In 1986, Brantschen met Jerry Brown in Japan and held inspiring conversations, 1987 he practised Zen together also with him.

== Other activities ==
Between 1973 and 1977, Brantschen was assistant manager of the educational institution Bad Schönbrunn near Menzingen, until 1987 he was its manager. For the next five years he worked as a student minister at different colleges in Zürich. In 1993, he positioned the educational institution Bad Schönbrunn new as a centre for spirituality and social consciousness and renamed it Lassalle-Haus.
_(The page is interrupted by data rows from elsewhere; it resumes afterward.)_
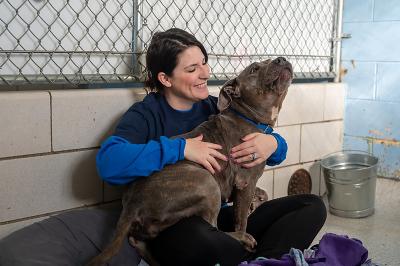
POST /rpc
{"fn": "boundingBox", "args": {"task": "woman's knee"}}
[149,216,245,266]
[302,194,327,225]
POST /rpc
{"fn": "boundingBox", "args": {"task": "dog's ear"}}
[217,78,240,111]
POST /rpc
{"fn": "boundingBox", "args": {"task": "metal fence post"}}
[132,0,140,77]
[334,0,344,82]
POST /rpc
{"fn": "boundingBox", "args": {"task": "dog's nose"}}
[273,57,287,65]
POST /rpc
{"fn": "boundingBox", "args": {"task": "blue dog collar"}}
[230,109,273,134]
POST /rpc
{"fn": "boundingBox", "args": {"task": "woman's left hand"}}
[230,133,278,168]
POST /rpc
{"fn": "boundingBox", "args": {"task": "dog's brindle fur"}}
[88,57,292,266]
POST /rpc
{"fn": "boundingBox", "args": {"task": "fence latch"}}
[331,33,352,42]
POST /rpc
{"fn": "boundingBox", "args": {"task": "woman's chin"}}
[194,88,209,100]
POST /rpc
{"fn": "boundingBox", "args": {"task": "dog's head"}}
[217,57,293,126]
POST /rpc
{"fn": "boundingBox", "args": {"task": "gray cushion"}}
[0,208,141,266]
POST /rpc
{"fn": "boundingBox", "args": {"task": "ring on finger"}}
[251,152,258,161]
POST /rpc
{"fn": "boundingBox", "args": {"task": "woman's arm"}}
[97,134,228,184]
[97,97,228,185]
[96,135,185,185]
[266,132,287,166]
[230,131,288,168]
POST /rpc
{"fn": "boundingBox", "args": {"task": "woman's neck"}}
[164,93,195,111]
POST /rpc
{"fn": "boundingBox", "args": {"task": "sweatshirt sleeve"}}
[96,135,186,185]
[265,132,288,166]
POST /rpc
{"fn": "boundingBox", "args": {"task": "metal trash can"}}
[321,151,378,218]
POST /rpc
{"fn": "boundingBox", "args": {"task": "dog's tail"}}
[86,215,132,266]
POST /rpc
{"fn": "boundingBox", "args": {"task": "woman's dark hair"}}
[145,28,208,92]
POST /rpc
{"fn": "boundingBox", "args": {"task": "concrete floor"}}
[314,178,400,266]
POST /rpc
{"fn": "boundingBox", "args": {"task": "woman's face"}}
[163,46,210,110]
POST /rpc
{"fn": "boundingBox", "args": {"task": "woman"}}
[96,28,326,266]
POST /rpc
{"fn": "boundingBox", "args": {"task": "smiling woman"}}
[158,46,211,110]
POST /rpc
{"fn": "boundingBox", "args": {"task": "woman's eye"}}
[187,68,196,72]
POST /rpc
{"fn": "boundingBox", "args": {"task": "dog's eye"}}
[250,66,259,74]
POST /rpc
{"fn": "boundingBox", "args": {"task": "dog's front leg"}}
[227,183,257,251]
[233,181,255,231]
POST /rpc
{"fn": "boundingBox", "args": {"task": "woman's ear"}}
[157,72,172,88]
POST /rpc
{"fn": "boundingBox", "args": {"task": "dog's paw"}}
[226,231,257,252]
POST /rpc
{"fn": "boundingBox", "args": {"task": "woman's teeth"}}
[196,83,207,89]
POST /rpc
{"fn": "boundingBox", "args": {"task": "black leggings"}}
[148,194,326,266]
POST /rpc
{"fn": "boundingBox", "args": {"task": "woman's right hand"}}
[184,134,228,174]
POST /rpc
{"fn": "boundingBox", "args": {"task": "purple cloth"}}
[238,233,369,266]
[313,233,368,266]
[238,255,298,266]
[238,255,323,266]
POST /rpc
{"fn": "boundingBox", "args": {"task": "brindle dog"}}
[88,57,293,266]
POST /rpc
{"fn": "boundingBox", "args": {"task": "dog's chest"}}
[217,162,264,201]
[200,115,264,198]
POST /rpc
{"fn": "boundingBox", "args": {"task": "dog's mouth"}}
[280,67,292,82]
[269,67,292,89]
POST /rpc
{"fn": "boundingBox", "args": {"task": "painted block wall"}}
[0,83,344,238]
[341,0,400,178]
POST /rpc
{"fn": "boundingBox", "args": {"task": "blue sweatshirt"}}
[97,92,287,185]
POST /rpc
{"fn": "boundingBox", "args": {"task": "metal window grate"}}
[0,0,340,88]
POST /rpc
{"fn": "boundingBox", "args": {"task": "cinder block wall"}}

In 1995, together with Pia Gyger, he founded the Lassalle-Institut, an institution in the fields of Zen, ethics and leadership, which they both led until 2002. Within the institute both are involved especially in the project Jerusalem – Open town for learning of the peace in the world which takes them regularly to Jerusalem and to the UN in New York.

== Interfaith dialogue ==
According to Brantschen there is no alternative to the interfaith dialogue. Interfaith dialogue is not only conversation, but also the positive, constructive relations between persons and communities of other religions for their mutual enrichment. "To be religious today calls to be interreligious, not only bilaterally but multilaterally.“

== Position on Buddhism ==
Brantschen considers the dialog with Buddhism as an enriching, but not straight or concluded way between the East and West, which springs up in the suspense between real Zen-experience and imitation of Christ. He sees strong parallels between Christian spiritual exercises and Zen-practice, which for him have formed a synthesis during the years.

The practice of Zen is a way to remove the barriers between religions, nations and races – to create a united humanity.

== Partnership of man and woman ==
Brantschen is of the belief that collaboration in partnership is an important factor for a global change. He described humanity as “...a bird with both wings like man and woman. If a wing is not equally developed, we do have a banking bird which cannot make his way.“

== Judgments ==
In his characteristic style Brantschen summarizes his judgments in concise sentences:
- Only one who is unselfish, is really happy.
- Who hangs on his spiritual experiences and wants to preserve them, destroys them and obstructs his way to the new.
- A man is not what he "does"; he is not what he "has"; he is not what he "is"; he is what he loves.
- Ethics, which we mean, founds in the careful percipience of life in all of its forms, in clever judgment, and in suitable lasting action for the well-being of all. This is not possible without comprehensive self- and world-experience, without a more profound view of the reality.

== Published works ==
Brantschen has written 14 books, most in German, some edited in Italian or Spanish.